Tuesday, July 5, 2016

Quantum Leap -- Episode 25: Good Night, Dear Heart

Sam Leaps Into: 
Melvin Spooner, a mortician.

Prove that a young woman's death was by murder rather than suicide.


Riven Rock, Massachusetts

Memorable Quote:
Good night dear heart, good night, good night.   ~Sam (quoting Mark Twain)

I like the scenes where Sam is looking for clues in Hilla's apartment with the record playing softly in the background.

Sam's flashbacks of Hilla were jarring and unnecessary.  At first I thought they were setting up Melvin (Sam's character) to be the guilty party and that the flashbacks were part of Melvin's memory which Sam was somehow tapping into.  That would have been an interesting angle had they pursued it.

Other thoughts, observations, and questions I didn’t ask when I was in fourth grade:
  • This episode features Marcia Cross as Hilla's scorned friend and and also WK Stratton as the police inspector (we saw him in Genesis as a doctor).
  • What is the significance of the beaten-up doll?
  • When Sam noticed the hole in Hilla's head, I thought of the spiked heel right away.  

Final Analysis:
While I'm generally not a fan of dark and creepy, I was pretty captivated by this episode (which I didn't remember at all, probably because I skipped it as a kid).  It's a good mystery with good acting, and the overall tone reminded me of The Girl With The Dragon Tattoo, a movie which I liked more than I expected to.  Ranking it 12 out of 25.


  1. I remember this episode from the summer of 1990. Unfortunately that's not a good thing because it was the episode that drove me away from the show for a good year because it was so meh for me. I was hoping 26 years later would improve it for me but it didn't. It was still a boring 48 minutes and still felt as though "Quantum Leap" producers had been digging around through the dumpster outside the set of "Murder, She Wrote", took one of Jessica Fletcher's rejected scripts, wiped the garbage stains off and then changed the front cover to "Quantum Leap".

    They gave it away immediately with the heel that that was the murder weapon, although I guess they did do a mildly decent job of directing guilt on the father, especially when they showed him out shooting bow and arrow to imply the arrow is what penetrated Hilda's head.

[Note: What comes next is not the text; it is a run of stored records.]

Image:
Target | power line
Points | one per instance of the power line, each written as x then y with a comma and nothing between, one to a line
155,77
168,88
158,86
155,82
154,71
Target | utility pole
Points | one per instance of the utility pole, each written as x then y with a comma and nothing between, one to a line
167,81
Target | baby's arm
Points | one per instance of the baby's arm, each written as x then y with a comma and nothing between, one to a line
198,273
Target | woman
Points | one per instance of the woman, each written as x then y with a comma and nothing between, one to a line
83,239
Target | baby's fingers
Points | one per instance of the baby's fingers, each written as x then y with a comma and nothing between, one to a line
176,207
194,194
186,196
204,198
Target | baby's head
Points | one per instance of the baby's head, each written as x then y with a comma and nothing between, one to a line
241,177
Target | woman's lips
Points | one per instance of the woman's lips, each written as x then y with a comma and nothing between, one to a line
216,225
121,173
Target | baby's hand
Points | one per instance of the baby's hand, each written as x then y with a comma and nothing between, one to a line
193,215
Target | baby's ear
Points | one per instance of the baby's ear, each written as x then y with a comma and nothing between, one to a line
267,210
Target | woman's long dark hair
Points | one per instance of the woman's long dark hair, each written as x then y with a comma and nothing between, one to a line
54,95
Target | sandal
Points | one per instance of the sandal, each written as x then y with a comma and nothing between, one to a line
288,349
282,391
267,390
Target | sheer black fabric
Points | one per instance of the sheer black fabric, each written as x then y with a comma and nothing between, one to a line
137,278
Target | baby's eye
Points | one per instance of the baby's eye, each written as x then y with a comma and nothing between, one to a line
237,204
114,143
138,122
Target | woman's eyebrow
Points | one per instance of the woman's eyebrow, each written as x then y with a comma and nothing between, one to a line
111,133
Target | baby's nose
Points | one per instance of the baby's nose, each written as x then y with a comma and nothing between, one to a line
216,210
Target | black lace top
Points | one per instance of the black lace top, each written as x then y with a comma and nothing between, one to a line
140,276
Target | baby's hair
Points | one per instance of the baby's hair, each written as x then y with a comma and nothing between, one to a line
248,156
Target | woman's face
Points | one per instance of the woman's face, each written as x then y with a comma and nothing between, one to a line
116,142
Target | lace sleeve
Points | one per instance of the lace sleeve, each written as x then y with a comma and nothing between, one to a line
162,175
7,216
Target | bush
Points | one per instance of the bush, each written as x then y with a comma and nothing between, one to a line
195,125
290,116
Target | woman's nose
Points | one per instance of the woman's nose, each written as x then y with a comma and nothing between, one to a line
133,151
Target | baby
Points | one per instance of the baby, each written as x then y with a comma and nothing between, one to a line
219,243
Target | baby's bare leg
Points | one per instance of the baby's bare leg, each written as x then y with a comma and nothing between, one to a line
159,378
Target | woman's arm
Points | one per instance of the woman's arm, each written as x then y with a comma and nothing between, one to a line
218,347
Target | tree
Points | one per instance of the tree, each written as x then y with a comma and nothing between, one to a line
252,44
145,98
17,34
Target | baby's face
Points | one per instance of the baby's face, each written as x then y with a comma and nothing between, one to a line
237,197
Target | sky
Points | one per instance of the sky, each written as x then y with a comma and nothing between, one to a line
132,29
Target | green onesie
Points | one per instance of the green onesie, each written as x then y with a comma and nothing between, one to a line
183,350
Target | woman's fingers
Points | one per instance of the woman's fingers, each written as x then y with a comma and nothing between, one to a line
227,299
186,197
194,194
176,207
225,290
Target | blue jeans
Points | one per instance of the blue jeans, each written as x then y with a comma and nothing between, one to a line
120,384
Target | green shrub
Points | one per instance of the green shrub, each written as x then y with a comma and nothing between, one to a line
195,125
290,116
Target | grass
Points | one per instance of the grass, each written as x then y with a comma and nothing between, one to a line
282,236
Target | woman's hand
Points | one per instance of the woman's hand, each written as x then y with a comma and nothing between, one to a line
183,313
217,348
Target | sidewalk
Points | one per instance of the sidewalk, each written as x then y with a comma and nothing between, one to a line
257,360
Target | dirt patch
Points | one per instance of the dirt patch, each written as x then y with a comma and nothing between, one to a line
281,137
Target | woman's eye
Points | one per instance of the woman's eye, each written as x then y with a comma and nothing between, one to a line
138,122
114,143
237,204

It was probably pretty progressive in 1990 to have a lesbian storyline but it wasn't enough to dress up this snoozer of a story. I'll rank this one third to last, ahead only of "Portrait for Troian" and "How the Tess was Won".

    Since I had the wrong DVD home in Minnesota with me this weekend I'm still two episodes ahead of you but will have to work from behind with episodes 22, 23, and 24.

    1. That's interesting, I thought given your affinity for darker fare that this one would have been high on your list but obviously I was way off.

  2. Your idea of the flashbacks setting up Melvin to be the killer would have been a much better angle in my opinion.

  3. I think the only thing I remembered from this episode was the shoe heel being the murder weapon. (Or I'm remembering that from an L&O episode...) - b/c I didn't remember anything about this one when I watched it. And, I'm not sure I'm sad about that. I'm with Mark on this one.

  4. I like this episode, it is one of the most serious and sad one in the series. I can see why some people don't like it, as there has no happy ending and humor as usual.

    "What is the significance of the beaten-up doll?"

    It was Hilla's childhood toy, which she kept as a memory and comfort. She was orphaned during the fire bombing of Dresden, which killed all of her family but her. The doll and locket were all what was left of her family and childhood in Germany. Doll is burnt and ragged because of the bombs and fire.

    "Sam's flashbacks of Hilla were jarring and unnecessary."

    I didn't find it this way. I don't think flashbacks are memories inside anyone's head, they are an artistic way the viewers to get to know Hilla as a person. I think they are an integral part of the story, because without them, we don't get to know Hilla.